13.5. Una larga guerra se desencadena, estallan crueles combates, y los campos de lucha se llenan de cadáveres. El bárbaro ultraja a la (flota) en el puerto. Impera la injusticia, y la mirada de Zeus cantada por el poeta se vuelve hacia los tracios. Las llanuras bárbaras se sacian de noble sangre, y las corrientes de los ríos se ven detenidas por los cadáveres. Los pechos son golpeados al son de los trenos, y el dolor se extiende por todo el orbe. Todos tiemblan: “Los pies y las cimas del Ida, abundante en manantiales; la ciudad de los troyanos y las naves de los aqueos” Homero, Ilíada, XX,59-60).

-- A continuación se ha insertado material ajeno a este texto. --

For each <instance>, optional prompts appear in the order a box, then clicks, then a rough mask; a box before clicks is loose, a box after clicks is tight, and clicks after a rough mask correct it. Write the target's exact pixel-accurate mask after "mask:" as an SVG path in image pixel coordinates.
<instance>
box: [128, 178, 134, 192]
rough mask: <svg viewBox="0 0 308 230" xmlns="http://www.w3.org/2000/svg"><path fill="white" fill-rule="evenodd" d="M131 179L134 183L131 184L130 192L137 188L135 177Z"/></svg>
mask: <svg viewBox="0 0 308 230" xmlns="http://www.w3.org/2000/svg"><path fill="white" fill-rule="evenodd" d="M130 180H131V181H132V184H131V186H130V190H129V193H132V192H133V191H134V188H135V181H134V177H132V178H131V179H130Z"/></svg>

Los seres humanos se pierden si no los guía el Verbo

14.1. ¿Adonde huir, Homero, y dónde detenerse? Muéstranos una tierra que no tiemble... (aquí hay una laguna en el original griego). No tomes las riendas, pequeño, que eres inexperto; no subas al carro, si desconoces el arte de guiar caballos. El cielo se contenta con dos aurigas, a quienes sólo guía e impulsa el fuego. La inteligencia se extravía por el placer, y la integridad de la razón se degrada, si no recibe la educación del Verbo, y se desliza hacia el libertinaje: y éste es el pago de su error.

14.2. Como ejemplo tienes a los ángeles del cielo, que cambiaron la belleza de Dios por una belleza caduca (cf. Gn 6,2), cayendo así desde el cielo hasta la tierra. También los descendientes de Siquem sufrieron el castigo por rebajarse hasta ultrajar a una santa virgen. El sepulcro fue su castigo, y el recuerdo de su desgracia nos guía a nosotros a la salvación (cf. Gn 34,1. 26-28).